The Rwandan people seem to be on a journey from the absolute worst that humans are capable of -- genocide so savage as to be likely inconceivable even to the Nazis -- to the absolute pinnacle of human achievement: forgiveness, reconciliation, and unity in the face of it all. And in just fifteen years. I don't feel like I can forgive the Hutu, and I spent those months living comfortably in suburban USA.

When [my kids] ask me how they can recognize a Hutu, I change the subject.


Is there is a comparable journey in any of recorded human history?
posted by stupidsexyFlanders at 1:21 AM on July 21, 2009


Very impressive. It is encouraging when people can adjust their personal sense of justice and the official system to better serve the overall situation. Forgiveness = I am not a slave to my sense of injustice.
posted by Free word order! at 1:21 AM on July 21, 2009


...genocide so savage as to be likely inconceivable even to the Nazis
Careful, now, genocide in all forms is a despicable, unfathomable thing; something that most rational minds simply choose not to process, because it violates all logic. And unfathomable as the Hutu were, I'm reluctant to "rank" horrificness, especially when all genocides have so very many hideous, horrible players.
posted by disillusioned at 4:02 AM on July 21, 2009


"I can forgive, but I cannot forget, is only another way of saying I cannot forgive. Forgiveness should be like a cancelled note - torn in two, burned up, so that it can never be shown against one." - Henry Ward Beecher

The articles - particularly the latter one - touch on the issue of trust, and that's a huge iceberg of an issue in a place like Rwanda. I've been there this year for work and return in a couple months for more.
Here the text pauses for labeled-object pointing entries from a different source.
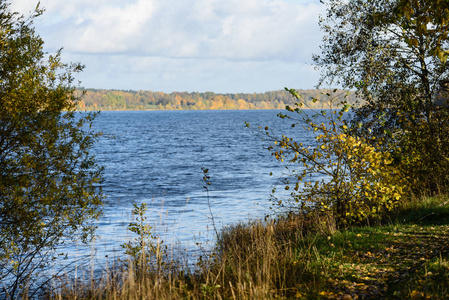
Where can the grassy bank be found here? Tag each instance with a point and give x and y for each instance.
(302, 258)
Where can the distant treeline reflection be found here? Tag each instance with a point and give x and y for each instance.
(96, 99)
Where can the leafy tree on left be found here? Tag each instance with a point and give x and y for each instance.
(50, 190)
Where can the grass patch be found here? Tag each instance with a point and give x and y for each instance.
(407, 257)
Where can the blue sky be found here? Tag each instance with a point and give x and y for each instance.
(185, 45)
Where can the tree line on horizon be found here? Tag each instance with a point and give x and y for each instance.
(103, 99)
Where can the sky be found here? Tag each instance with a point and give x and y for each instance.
(222, 46)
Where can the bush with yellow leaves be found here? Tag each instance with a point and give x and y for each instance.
(358, 180)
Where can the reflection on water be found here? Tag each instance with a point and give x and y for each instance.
(156, 157)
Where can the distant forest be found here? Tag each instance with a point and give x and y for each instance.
(97, 99)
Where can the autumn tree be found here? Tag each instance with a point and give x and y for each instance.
(394, 54)
(49, 181)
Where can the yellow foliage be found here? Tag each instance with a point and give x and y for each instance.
(361, 181)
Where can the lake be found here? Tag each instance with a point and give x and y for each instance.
(156, 157)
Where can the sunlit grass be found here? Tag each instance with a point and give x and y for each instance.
(300, 258)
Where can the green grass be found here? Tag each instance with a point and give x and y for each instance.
(304, 258)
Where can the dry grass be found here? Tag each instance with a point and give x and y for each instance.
(303, 257)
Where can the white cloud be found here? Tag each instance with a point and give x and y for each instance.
(232, 29)
(232, 45)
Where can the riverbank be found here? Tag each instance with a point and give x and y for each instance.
(406, 257)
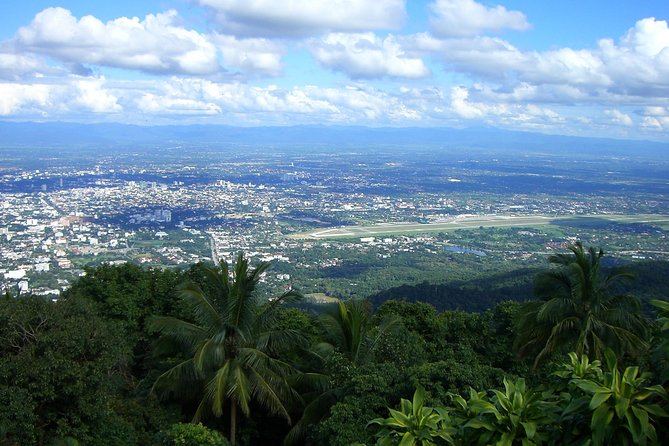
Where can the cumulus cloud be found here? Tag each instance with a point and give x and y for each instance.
(18, 98)
(619, 117)
(155, 45)
(470, 18)
(637, 66)
(17, 66)
(93, 97)
(305, 17)
(528, 116)
(366, 55)
(250, 55)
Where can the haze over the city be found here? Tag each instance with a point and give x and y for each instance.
(576, 68)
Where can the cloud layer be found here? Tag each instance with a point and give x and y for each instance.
(343, 61)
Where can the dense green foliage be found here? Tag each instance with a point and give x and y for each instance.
(82, 369)
(232, 348)
(578, 309)
(581, 405)
(188, 434)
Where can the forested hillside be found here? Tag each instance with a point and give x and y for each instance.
(128, 355)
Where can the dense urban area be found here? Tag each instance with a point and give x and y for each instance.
(61, 212)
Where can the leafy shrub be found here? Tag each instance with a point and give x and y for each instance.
(188, 434)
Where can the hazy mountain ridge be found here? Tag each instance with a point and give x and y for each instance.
(60, 134)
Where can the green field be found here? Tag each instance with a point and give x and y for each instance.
(472, 222)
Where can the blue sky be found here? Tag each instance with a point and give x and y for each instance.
(568, 67)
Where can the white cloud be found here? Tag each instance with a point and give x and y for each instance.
(461, 105)
(93, 97)
(18, 98)
(634, 69)
(470, 18)
(155, 45)
(366, 56)
(305, 17)
(16, 66)
(619, 117)
(250, 55)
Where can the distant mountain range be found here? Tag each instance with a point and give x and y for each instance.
(44, 135)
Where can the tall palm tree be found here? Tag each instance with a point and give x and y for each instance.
(577, 310)
(347, 329)
(231, 346)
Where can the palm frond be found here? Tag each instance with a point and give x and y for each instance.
(268, 394)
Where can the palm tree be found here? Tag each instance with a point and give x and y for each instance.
(231, 347)
(347, 329)
(577, 310)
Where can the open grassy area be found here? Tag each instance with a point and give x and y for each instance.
(471, 222)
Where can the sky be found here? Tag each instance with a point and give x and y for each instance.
(588, 68)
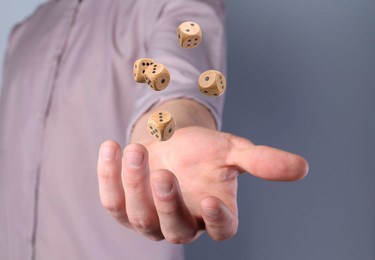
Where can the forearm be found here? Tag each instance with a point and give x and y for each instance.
(186, 112)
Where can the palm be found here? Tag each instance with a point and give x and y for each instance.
(199, 159)
(191, 183)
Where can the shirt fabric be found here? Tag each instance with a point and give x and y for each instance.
(68, 86)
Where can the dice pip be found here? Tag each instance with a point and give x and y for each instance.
(157, 76)
(189, 35)
(212, 83)
(161, 125)
(140, 67)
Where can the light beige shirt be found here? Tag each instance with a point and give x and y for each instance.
(67, 87)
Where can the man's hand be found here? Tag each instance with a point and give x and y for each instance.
(174, 189)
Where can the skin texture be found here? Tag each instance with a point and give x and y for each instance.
(175, 189)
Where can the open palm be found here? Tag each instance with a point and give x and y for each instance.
(176, 188)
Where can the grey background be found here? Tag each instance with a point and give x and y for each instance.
(301, 78)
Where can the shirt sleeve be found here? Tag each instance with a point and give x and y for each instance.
(185, 65)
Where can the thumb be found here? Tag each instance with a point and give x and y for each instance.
(266, 162)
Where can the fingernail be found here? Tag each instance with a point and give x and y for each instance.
(212, 212)
(134, 159)
(108, 153)
(163, 188)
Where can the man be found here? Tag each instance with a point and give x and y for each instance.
(68, 86)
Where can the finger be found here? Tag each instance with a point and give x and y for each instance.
(220, 222)
(109, 177)
(139, 203)
(176, 222)
(267, 162)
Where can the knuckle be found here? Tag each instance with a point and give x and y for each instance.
(178, 238)
(114, 207)
(145, 226)
(226, 234)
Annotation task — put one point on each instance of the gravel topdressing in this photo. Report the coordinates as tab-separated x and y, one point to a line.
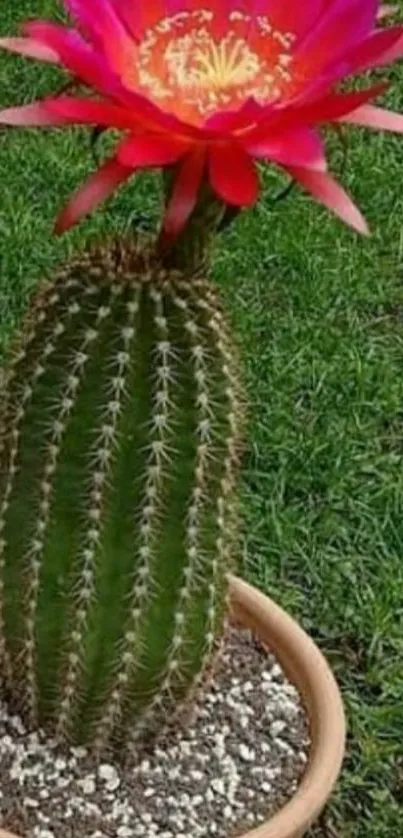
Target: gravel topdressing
239	760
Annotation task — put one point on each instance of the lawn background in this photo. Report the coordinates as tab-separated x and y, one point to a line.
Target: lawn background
319	314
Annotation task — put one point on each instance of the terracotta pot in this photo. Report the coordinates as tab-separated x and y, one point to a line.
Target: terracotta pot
308	671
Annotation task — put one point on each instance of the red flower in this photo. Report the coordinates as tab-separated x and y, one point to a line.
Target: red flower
213	87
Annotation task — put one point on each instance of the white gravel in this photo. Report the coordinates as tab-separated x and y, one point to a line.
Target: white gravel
239	760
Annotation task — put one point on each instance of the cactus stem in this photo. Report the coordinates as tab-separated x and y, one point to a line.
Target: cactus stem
101	464
143	581
15	433
224	501
35	553
191	575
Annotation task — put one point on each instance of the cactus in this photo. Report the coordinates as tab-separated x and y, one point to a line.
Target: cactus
119	447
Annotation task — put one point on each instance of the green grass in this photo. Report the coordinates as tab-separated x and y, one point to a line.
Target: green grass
319	313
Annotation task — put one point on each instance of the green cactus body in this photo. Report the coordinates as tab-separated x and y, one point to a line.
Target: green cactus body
118	452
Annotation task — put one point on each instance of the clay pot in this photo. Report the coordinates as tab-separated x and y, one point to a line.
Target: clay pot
308	671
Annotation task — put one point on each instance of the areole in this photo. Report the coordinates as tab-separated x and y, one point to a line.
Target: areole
308	670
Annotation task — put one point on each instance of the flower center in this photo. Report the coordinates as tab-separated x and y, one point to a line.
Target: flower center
192	66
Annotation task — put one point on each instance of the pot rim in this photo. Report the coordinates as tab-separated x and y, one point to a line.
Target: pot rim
308	670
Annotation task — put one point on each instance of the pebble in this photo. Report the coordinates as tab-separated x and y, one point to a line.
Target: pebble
110	776
245	749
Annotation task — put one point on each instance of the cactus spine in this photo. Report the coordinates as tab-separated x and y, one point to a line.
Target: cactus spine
118	450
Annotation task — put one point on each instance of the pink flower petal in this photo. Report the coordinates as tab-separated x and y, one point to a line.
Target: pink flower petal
184	194
378	118
373	51
30	49
327	191
149	150
139	16
233	175
98	188
297	147
88	111
342	24
386	11
324	109
287	16
84	63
You simply don't talk about ethnicity in Rwanda - 15 years later its a taboo subject. Sure it happens, with a reporter or maybe even between a few people as part of a reconciliation ministry, but for the most part - in every day life, in work and play and politics and commerce and everything else - its better to keep your mouth shut. Its safe, or whatever approximation of safe can be found in a place like Rwanda. Its a very strange place in that way.

There will never be enough trust to fully move on until there's real forgiveness, and that means actively working to "forget" what has happened. Not in a collective, denial-of-history type way - humans must always remember their slips into genocide be they in Germany, Sudan, Rwanda, or wherever else they may occur. But it does have to happen in a real, human, one-on-one setting, hundreds of thousands if not millions of times over. Which is what these 2 people are doing, which is something to marvel at.
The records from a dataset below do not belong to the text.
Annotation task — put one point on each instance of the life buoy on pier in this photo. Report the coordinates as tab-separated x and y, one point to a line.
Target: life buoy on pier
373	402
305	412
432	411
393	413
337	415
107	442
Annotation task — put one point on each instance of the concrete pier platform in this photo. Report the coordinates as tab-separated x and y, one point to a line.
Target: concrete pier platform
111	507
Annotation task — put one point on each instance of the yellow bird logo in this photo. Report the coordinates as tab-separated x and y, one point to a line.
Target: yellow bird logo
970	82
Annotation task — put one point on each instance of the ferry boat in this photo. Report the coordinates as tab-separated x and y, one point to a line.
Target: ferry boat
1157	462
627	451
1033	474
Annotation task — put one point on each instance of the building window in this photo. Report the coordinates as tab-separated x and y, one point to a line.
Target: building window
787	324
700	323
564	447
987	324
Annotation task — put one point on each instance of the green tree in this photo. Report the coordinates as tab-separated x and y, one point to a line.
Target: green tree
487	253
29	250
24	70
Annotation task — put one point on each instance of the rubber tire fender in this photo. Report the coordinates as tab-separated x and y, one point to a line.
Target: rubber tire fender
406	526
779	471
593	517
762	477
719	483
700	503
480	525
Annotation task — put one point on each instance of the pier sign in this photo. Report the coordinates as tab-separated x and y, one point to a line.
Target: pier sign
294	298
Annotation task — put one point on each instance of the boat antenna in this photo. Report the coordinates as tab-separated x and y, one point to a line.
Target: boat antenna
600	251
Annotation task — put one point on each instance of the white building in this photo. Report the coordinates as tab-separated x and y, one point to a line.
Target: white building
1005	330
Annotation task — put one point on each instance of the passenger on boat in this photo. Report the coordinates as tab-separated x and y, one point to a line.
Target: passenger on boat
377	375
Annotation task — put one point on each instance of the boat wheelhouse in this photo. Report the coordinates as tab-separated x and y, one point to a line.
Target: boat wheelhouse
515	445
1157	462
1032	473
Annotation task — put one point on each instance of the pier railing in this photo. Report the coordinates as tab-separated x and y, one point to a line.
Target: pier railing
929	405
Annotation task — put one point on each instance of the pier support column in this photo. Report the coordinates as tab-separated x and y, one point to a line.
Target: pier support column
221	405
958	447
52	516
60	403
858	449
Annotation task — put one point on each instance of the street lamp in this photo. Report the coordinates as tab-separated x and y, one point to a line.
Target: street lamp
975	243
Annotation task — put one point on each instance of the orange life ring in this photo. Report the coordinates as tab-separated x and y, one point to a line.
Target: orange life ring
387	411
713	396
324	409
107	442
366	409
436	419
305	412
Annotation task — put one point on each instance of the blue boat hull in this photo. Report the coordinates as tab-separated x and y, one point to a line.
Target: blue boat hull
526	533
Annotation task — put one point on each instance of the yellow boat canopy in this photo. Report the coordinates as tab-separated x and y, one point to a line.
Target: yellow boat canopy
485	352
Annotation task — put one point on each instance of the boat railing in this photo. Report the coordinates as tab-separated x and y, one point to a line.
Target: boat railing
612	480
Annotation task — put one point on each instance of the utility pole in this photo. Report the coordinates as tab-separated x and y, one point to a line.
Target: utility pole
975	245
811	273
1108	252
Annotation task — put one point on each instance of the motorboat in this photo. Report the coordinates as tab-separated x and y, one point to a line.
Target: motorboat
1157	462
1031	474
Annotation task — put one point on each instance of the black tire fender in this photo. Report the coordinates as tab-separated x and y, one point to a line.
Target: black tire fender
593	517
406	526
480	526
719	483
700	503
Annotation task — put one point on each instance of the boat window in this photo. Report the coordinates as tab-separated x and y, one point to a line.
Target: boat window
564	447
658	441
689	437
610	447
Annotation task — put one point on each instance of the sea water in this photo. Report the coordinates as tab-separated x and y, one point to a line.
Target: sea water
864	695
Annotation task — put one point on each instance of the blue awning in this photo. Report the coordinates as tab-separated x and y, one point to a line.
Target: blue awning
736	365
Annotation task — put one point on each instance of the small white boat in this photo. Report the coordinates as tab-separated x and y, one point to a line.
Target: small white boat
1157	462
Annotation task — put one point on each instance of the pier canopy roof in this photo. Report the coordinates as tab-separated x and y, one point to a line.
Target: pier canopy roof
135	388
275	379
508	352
Something to marvel at in the same way we marvel at the genocide itself: look at what we as humans are capable of. It boggles the mind. In the same way that the atrocities are horribly, horribly possible, so is the true forgiveness of them. Its a choice, however, I don't think is so easily made for your average Rwandan genocide victim.

Anyway, all that considered, "science" is a bit late to the game on this one. Humans have been hating and forgiving and loving and killing and sad and angry and so on and so forth for pretty much our entire history. I don't need some lab rat to tell me which ones are better for us.